Виктор покосился на нее. Маленькая, крепко сбитая женщина в полосатом свитере и широких джинсах, под которыми наверняка поддеты толстые колготки. Ухоженные руки с неброским маникюром, легкий макияж и отсутствие кольца на безымянном пальце. Она ловко переделывала его расплывчатые формулировки в простые и понятные и удивительно быстро схватывала суть того, что он пытался сказать.
Менди была профессионалом. А еще – безжалостно честным и прямолинейным человеком. До сих пор Виктору не приходилось иметь с такими дело. Все, кого он знал, так или иначе пытались смягчить критику в его адрес или подать ее сэндвичем, запихнув горькую правду между комплиментами. Возможно, играло роль то, что все они знали и Эрскина-старшего. Сын, идущий по стопам известного отца и вынужденный бороться не только с собой, но и с его тенью, в их представлении заслуживал снисхождения.
Менди Энчови было плевать на его родословную. Ей было плевать, что он о ней подумает. И ей было плевать на то, что он подумает о себе.
Это освежало.
– Когда у вас будет время, я приглашу вас на кофе, – сказал Виктор.
Брови Менди взлетели вверх. Виктор улыбнулся. Он наслаждался ее реакцией. Менди нахмурилась и открыла рот, чтобы ответить, но тут в редакцию ввалилась румяная с мороза Сьюзан.
– Лорд Диглби хочет, чтобы я занялась медальоном, Дропс хочет, чтобы я занялась медальоном, мой отец и мой сын просто счастливы, что я буду заниматься этой историей с медальоном, – выпалила она, разматывая шарф. – Только мне одной это совершенно не по душе. Я даже не знаю, с чего начать! Менди, может, заберете это себе?
– О нет, увольте! – отмахнулась Менди. – Кто я такая, чтобы идти против воли Горация Дропса?
– Его лучший журналист? – рискнула Сьюзан. – Самый опытный человек в редакции? Душа и сердце «Мидлшир-таймс»?
– Да-да, продолжайте, – ухмыльнулась Менди. – Сможете так продержаться минут пять, и я, пожалуй, подумаю.
– Сдаюсь. Моего красноречия так надолго не хватит.
– История моей жизни… – вздохнула Менди. – Ладно, на самом деле мне самой жутко интересно.

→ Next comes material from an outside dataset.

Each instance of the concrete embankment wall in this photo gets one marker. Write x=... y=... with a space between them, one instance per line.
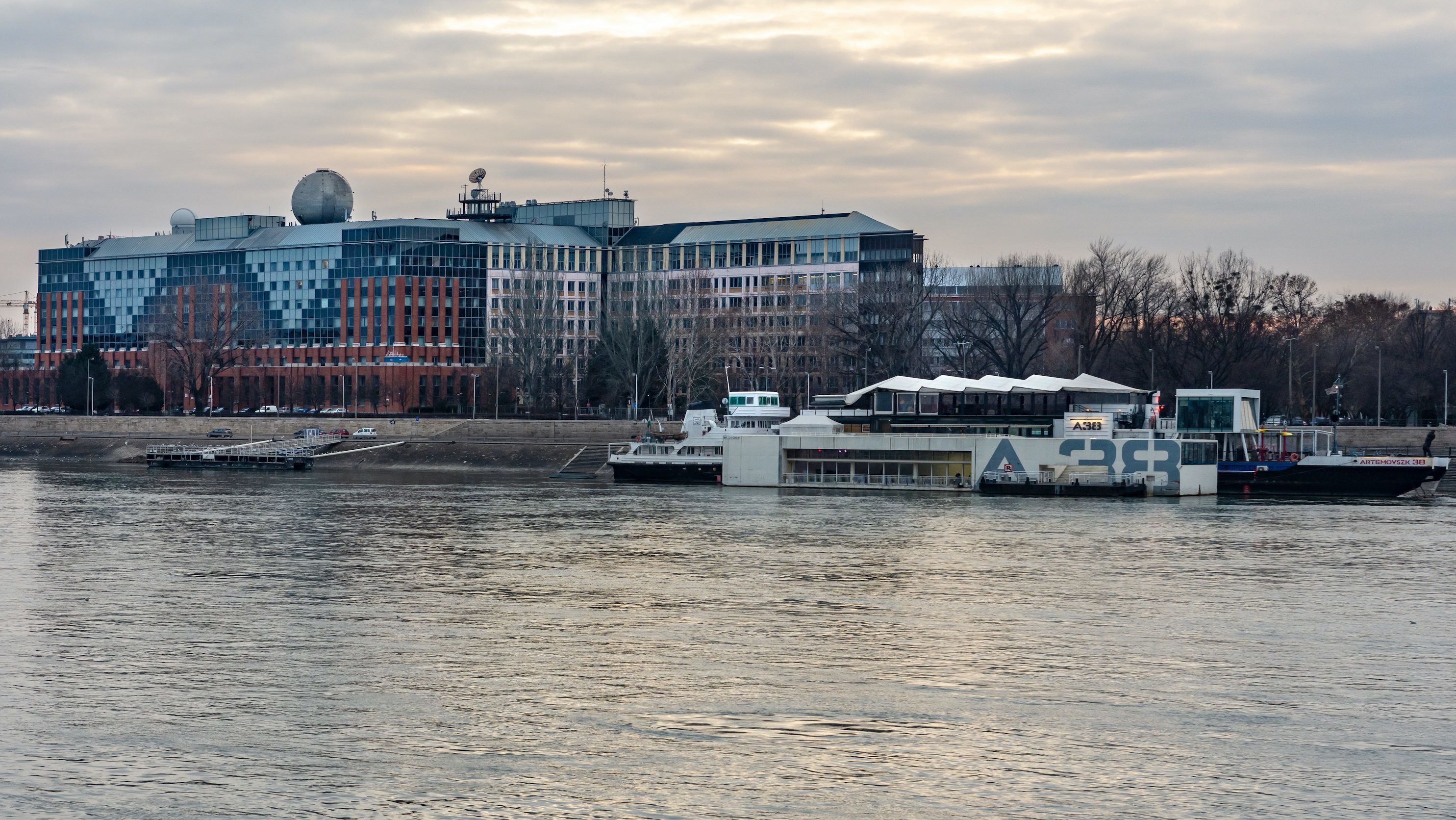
x=1377 y=437
x=427 y=443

Но я изображаю недотрогу из гордости. Расскажите, что вам известно, и я попробую что-нибудь сообразить.
Они засиделись допоздна. Когда Сьюзан выложила все, что знала, Менди собрала все факты в один список и провела от каждого пункта стрелки с догадками и предположениями. Их она выделила разными цветами, в зависимости от вероятности. Так, зеленым были отмечены наиболее правдоподобные (пропавшая Эсмеральда Диглби), желтым – те, что стоило рассмотреть во вторую очередь (несостоявшийся брак), и красным – самые невероятные (внебрачная дочь кого-то из Диглби). По поводу последнего разгорелся жаркий спор. Это была теория Виктора, и он никак не мог смириться с тем, что Менди присвоила ей такой статус.